0

i'm trying to read csv files into data frames in R. I've already managed to cycle through defined folders, read the csv files and assign them in order to create a dataframe with the name. However, i cant seem to append data if a dataframe already exists. If a dataframe already exists i want to append the new data on the bottom and not just replace the whole thing.

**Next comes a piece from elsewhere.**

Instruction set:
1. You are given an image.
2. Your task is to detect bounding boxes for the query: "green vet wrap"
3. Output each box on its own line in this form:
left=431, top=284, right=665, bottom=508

This is what i have working so far:

fileName <- list.files("\\path\\subfolder", "*csv", full.names = FALSE)
fileName <- gsub(".csv", "", fileName)

for (i in 1:length(testPath)) {
tempVar <-  read.csv(testPath[i])
assign(fileName[i], tempVar)
}

This only cycles through one folder, I know how to make it cycle through multiple folders. However when I run this code twice it will not append data to the dataframes, instead just create them again from a csv

Thanks for the help!

UPDATE: I FIGURED IT OUT SEE BELOW

robs
  • 649
  • 4
  • 13
  • 28
  • 1
    Lots of options at this very well travelled duplicate (though you should avoid any solution using `assign`): https://stackoverflow.com/q/11433432/324364 – joran Aug 03 '18 at 19:13
  • Hi, this post is the one i used as base for my code above. However, it doesnt append any data to existing data frames when looping through differnet folders. Also tried the update approach using list2env(lapply())), if i run the code multiple times i cant get the data to append – robs Aug 03 '18 at 19:23
  • The solutions there aren't organized in the clearest fashion, but many of them use `do.call(rbind,...)` or `dplyr::bind_rows` or the equivalent from data.table to do what you want. It's all there, you just have to read carefully and slowly, since, as I said, it's not organized as cleanly as it could. – joran Aug 03 '18 at 19:26
  • There, I edited the first answer there, which is probably the only one you really ventured into. Hopefully it points you in a more helpful direction now. – joran Aug 03 '18 at 19:34
  • @robs: this might help too https://stackoverflow.com/a/48105838/786542 – Tung Aug 03 '18 at 20:40
  • Just figured it out posting the answer – robs Aug 03 '18 at 20:50

1 Answers1

0

I just figured it out. I'm pretty new to R so I did a workaround creating a temporary dataframe if one exists and then merging it with the old one. In case any one is looking for the code in the future, heres what i did.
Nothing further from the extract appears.